I obviously would steer away from copying work I’ve done to use at another company, but as far as my portfolio goes, I feel like I should be able to show people photographs and samples of what I’ve worked on while I was at the company. It isn’t really possible for me to recreate the work I’ve done outside of the studio because I don’t have the resources. They are using painting and drawings that I created with my own hands and then used their resources and guidance to reproduce. Many of these samples are what they show to clients to give them a sense of the studio’s capabilities.
Essentially, my question is, what can an unpaid art studio intern expect in terms of being able to show physical representation of the work they’ve done?
It’s true that the work that you create for your employer belongs to them, and they say how it can be used.
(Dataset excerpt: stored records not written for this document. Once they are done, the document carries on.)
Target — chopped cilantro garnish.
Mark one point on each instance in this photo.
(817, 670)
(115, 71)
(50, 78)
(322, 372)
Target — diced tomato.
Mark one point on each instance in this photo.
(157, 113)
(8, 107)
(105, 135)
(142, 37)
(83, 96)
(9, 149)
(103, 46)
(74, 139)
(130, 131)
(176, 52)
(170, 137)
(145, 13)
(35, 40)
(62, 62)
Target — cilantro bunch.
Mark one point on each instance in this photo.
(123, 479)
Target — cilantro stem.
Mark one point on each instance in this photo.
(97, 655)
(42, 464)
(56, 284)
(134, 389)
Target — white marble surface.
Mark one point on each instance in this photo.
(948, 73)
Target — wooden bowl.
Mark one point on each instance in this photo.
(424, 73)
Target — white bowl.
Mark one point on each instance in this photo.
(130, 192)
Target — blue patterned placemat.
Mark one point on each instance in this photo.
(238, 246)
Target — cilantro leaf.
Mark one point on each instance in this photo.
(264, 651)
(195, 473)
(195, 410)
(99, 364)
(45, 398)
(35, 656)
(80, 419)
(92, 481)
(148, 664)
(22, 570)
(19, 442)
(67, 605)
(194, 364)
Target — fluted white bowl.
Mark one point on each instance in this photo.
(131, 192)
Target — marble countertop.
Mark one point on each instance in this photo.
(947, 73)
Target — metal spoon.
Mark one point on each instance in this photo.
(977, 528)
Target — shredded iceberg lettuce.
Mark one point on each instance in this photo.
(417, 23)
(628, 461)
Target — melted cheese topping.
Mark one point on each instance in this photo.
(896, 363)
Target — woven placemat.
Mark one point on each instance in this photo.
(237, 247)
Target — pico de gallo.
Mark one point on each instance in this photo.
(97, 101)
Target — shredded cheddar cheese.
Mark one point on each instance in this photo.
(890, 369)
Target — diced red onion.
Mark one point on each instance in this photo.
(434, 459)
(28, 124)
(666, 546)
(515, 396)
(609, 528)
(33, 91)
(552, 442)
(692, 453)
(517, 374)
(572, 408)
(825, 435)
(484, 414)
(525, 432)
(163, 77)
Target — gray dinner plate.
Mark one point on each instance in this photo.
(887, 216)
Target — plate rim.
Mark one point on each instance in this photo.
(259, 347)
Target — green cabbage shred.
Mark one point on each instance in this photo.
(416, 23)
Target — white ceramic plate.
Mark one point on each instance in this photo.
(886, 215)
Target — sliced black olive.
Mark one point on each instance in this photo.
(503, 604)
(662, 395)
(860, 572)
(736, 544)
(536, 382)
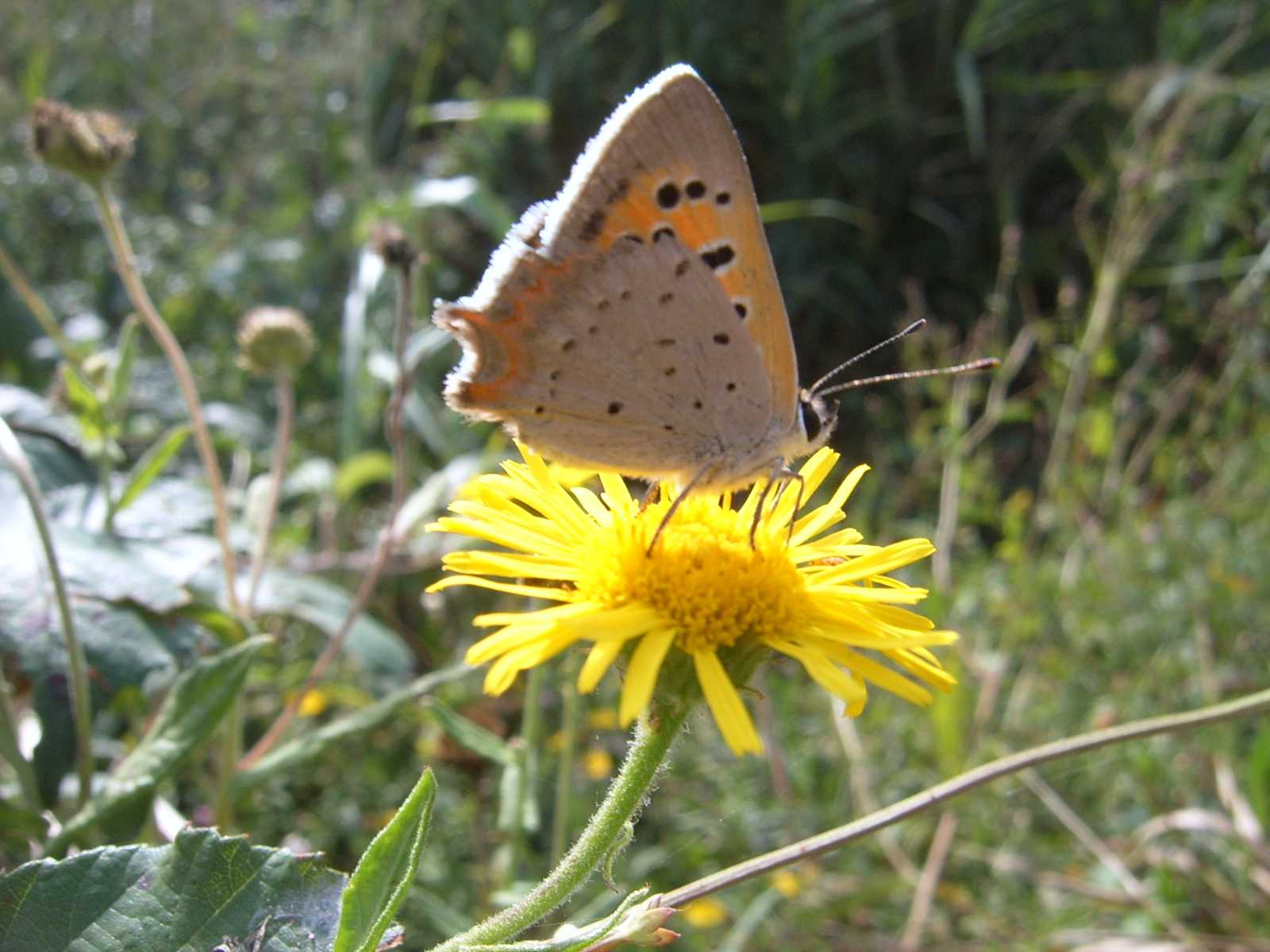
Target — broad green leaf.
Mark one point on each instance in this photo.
(192, 708)
(362, 470)
(384, 873)
(190, 896)
(152, 463)
(287, 757)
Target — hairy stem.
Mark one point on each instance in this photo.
(645, 758)
(286, 395)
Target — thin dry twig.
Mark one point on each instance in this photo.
(387, 539)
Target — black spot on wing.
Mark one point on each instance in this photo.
(594, 225)
(718, 257)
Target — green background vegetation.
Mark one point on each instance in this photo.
(1080, 188)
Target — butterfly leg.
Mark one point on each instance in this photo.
(781, 478)
(670, 513)
(649, 494)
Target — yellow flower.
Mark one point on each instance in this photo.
(597, 763)
(705, 606)
(705, 913)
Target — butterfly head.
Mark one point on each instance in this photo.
(818, 416)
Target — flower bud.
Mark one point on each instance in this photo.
(391, 244)
(275, 340)
(86, 144)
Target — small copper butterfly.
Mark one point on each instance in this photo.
(635, 323)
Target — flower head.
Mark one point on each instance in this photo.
(86, 144)
(275, 340)
(702, 608)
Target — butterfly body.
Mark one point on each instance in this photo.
(635, 323)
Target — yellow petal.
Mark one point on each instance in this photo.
(641, 673)
(725, 704)
(598, 660)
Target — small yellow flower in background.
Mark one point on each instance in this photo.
(705, 605)
(313, 704)
(602, 719)
(704, 913)
(597, 763)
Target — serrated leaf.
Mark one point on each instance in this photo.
(290, 755)
(152, 463)
(384, 873)
(190, 711)
(190, 896)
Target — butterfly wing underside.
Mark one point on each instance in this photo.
(635, 323)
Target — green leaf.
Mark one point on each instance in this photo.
(384, 873)
(190, 711)
(471, 735)
(152, 463)
(188, 896)
(121, 374)
(362, 470)
(287, 757)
But it’s pretty unusual for an employer to refuse to let you use samples of your work in a portfolio, particularly when it’s artwork (as opposed to, say, confidential company documents that could contain trade secrets or sensitive client information). Unusual, but with in their rights to do — because, again, they own the work you produced while employed by them. (Of course, I’m not sure how they’d know if you included samples of your work in your portfolio, as long as you don’t put it online — so you might choose to go ahead and put it in a hard-copy portfolio to show to prospective employers anyway.)
But as far as owning skills and work techniques that you developed while working there? I’d need to know more about exactly what those techniques are, but in most cases they shouldn’t be able to prohibit you from using those again — unless the specific techniques are patented or you signed an agreement to that effect at some point. (There might be other exceptions to that; lawyers, feel free to weigh in.)
Overall, the situation sounds shady. If they have good reason for these unusually strict requirements, they should have filled you in before you took the internship so that you could have decided if you were interested in working on such atypical conditions. You might not have taken the position if you’d known. Or maybe you would have, but I’m sure you would have felt better about the whole thing if you’d agreed to it up-front, rather than having it mentioned to you afterwards.
Oh, and hey, while we’re on the subject of what they can and can’t do, if they’re a for-profit company, they probably can’t have unpaid internships, at least not the kind it sounds like you have. Unpaid labor at for-profit employers is illegal unless the net benefit is to the worker — and it sounds like they’re profiting quite a bit from your labor. (Of course, this law is broken all the time, generally without consequence, but it’s worth being aware of, particularly if they’re going to jerk you around on other issues.)